Scout Gear

Scout Gear is the core, higher-level module set of the Scout framework. It bundles rich, production-grade data and workflow tooling built on top of the lower-level primitives in scout-essentials, and adds domain abstractions such as TSV processing, workflows, knowledge bases, entity typing, parallel work queues, and more.

Layering:

scout-essentials: foundational utilities used everywhere (Path, Open, CMD, IndiferentHash, Persist, Resource, etc.)
scout-gear (this repo): TSV, Workflow, KnowledgeBase, Entity/Association, WorkQueue, Semaphore, and glue code
Additional packages:
- scout-camp: remote servers, cloud deployments, web interfaces, cross-site operations
- scout-ai: model training and chat agents
- scout-rig: connect with other languages (e.g., Python)

Related ecosystem:

Rbbt (Ruby bioinformatics): Many of Scout’s ideas and utilities originated in Rbbt. It still provides a broad set of bioinformatics workflows and tools. See the Rbbt-Workflows organization for many real-world examples and usage patterns:
- https://github.com/Rbbt-Workflows

For module-specific guides, see doc/*.md in this repository (linked below).

TSV: doc/TSV.md
Workflow: doc/Workflow.md
KnowledgeBase: doc/KnowledgeBase.md
Association: doc/Association.md
Entity: doc/Entity.md
WorkQueue: doc/WorkQueue.md
Semaphore: doc/Semaphore.md

Additionally, Scout Gear reuses and exposes core facilities from scout-essentials. Summaries of those core modules are included below for convenience.
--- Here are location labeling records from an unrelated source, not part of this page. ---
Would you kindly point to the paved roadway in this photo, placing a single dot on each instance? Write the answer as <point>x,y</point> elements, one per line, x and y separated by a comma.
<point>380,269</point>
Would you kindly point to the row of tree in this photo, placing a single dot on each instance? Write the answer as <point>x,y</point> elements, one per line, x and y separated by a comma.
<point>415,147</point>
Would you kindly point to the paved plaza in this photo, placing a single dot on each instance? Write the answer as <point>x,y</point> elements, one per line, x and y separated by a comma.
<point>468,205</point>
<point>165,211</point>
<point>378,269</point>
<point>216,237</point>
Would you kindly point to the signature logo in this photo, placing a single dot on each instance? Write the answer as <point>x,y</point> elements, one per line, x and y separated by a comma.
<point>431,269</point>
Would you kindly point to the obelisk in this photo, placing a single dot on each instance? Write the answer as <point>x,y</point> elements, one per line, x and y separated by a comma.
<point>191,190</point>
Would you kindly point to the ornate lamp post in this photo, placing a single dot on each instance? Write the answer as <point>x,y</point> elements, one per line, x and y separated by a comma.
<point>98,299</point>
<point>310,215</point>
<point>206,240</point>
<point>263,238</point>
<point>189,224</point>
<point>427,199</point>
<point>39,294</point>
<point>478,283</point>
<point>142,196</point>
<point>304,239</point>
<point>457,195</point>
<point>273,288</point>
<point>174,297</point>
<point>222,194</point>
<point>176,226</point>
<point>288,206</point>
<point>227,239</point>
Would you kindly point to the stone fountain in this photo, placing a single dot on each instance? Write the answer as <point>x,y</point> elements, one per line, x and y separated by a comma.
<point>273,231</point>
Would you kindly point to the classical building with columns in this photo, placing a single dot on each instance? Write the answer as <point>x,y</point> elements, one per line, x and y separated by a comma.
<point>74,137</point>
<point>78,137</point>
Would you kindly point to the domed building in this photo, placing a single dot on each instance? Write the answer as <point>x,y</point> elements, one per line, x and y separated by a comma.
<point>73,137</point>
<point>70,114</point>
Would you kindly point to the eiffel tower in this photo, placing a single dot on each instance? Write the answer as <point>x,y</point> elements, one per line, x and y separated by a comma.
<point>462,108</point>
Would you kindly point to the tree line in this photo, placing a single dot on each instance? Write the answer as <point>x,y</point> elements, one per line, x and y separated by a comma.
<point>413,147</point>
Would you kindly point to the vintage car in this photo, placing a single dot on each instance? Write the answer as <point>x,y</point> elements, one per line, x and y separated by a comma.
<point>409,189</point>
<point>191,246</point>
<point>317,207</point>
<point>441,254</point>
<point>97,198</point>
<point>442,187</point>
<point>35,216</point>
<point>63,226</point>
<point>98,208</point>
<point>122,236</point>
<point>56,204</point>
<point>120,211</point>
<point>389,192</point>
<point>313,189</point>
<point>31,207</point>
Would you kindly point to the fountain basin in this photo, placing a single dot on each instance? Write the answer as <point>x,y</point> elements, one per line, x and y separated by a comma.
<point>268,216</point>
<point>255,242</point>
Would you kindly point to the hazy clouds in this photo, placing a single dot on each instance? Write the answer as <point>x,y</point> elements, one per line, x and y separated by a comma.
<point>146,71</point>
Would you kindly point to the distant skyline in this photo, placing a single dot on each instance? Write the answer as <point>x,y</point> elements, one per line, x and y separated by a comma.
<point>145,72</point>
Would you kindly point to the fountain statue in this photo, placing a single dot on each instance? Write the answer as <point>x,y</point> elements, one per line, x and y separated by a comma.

How command-line interfaces work (scout …)

Scout provides a single “scout” command that discovers and runs nested subcommands from any installed Scout package. Scripts are discovered using the Path subsystem across PATH-like roots, enabling workflows or packages to inject their own commands.

Basics:

The CLI resolves terms left-to-right until a file is found under a scout_commands tree.
- Example: scout workflow task runs scout_commands/workflow/task
- Example: all TSV-related scripts are under scout_commands/tsv and can be listed with scout tsv
If the path resolves to a directory instead of a script, a list of available subcommands in that directory is shown.
Remaining ARGV is parsed by the selected script using SimpleOPT (SOPT) or compatible parsers.
Because discovery uses Path maps, commands contributed by other packages or installed workflows are automatically found.

See the per-module CLI sections below for TSV, Workflow, and KnowledgeBase.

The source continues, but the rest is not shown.